What drives the price
- Alloy content (Cr/Mo) — molybdenum is expensive and volatile
- Delivery / heat-treatment condition (Q+T costs more)
- Diameter and forged vs rolled
- Required hardness range and testing
Lock these into the contract before you pay
Exact grade + full chemistry
42CrMo, 40Cr, and plain 45# steel look identical; require a Cr/Mo/Mn analysis tied to a heat number and confirm with PMI.
Delivery / heat-treatment condition
Bar sold as quenched-and-tempered but shipped as-rolled will fail in service; specify the condition and hardness.
Hardness (HB/HRC) and test
Require a hardness certificate and, for critical parts, a third-party hardness/tensile test.
Scams most common to alloy steel
Grade Substitution (lower grade shipped than ordered)
Plain medium-carbon steel (e.g. 45#) or a leaner alloy shipped as 42CrMo — invisible without spectrometer/PMI testing.
Forged Mill Test Certificates (MTC / EN 10204 3.1)
A forged certificate showing 42CrMo chemistry and Q+T hardness for bar that is neither.
Bait-and-Switch Quality
A correct-chemistry sample bar followed by off-spec production tonnage.
Red flags in a quote or sample
- 42CrMo priced barely above plain carbon bar
- No Cr/Mo figures on the chemistry certificate
- Delivery condition (annealed / Q+T) left unstated
- Refusal to allow PMI or hardness testing before balance payment
Already paid and something's wrong?
If you received off-spec alloy steel, a certificate that doesn't match, or your supplier has gone quiet after a deposit, move quickly.
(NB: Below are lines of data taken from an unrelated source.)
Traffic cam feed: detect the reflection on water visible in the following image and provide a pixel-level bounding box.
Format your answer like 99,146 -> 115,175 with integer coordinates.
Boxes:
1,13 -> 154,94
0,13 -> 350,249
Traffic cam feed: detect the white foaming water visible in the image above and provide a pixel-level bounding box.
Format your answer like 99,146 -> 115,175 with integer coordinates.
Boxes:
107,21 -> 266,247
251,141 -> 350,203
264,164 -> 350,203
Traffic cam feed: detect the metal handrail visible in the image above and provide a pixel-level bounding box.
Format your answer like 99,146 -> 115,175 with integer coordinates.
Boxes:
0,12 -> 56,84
Recovery odds drop with every day that passes on a wire transfer.
Buying alloy steel from China: FAQ
What grades of alloy steel can I buy from China?
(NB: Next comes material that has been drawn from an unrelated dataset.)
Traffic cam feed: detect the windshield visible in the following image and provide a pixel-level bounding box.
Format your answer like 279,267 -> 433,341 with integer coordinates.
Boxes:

The most commonly ordered grades are 42CrMo / 42CrMo4, 40Cr / 5140, 20CrMnTi. Always pair the grade with its standard on the purchase order so the mill test certificate can be matched to what you actually receive.
What is the most common scam when buying alloy steel from China?
Grade Substitution (lower grade shipped than ordered). For this product specifically: Plain medium-carbon steel (e.g. 45#) or a leaner alloy shipped as 42CrMo — invisible without spectrometer/PMI testing. The defense is to specify the exact grade and standard, require a verifiable mill test certificate, and commission independent pre-shipment inspection.
What should I check before paying for alloy steel?
Lock down exact grade + full chemistry, delivery / heat-treatment condition, hardness (hb/hrc) and test in the contract, verify the supplier is a real manufacturer, and never release the balance until an independent inspection confirms the goods.
I already paid a Chinese supplier for alloy steel — what now?
Act fast: contact your bank about a recall on the wire, gather all contracts and communications, report the pattern so others are warned, and review the documented cases to understand your options. The sooner you act on a redirected or disappeared payment, the better the odds.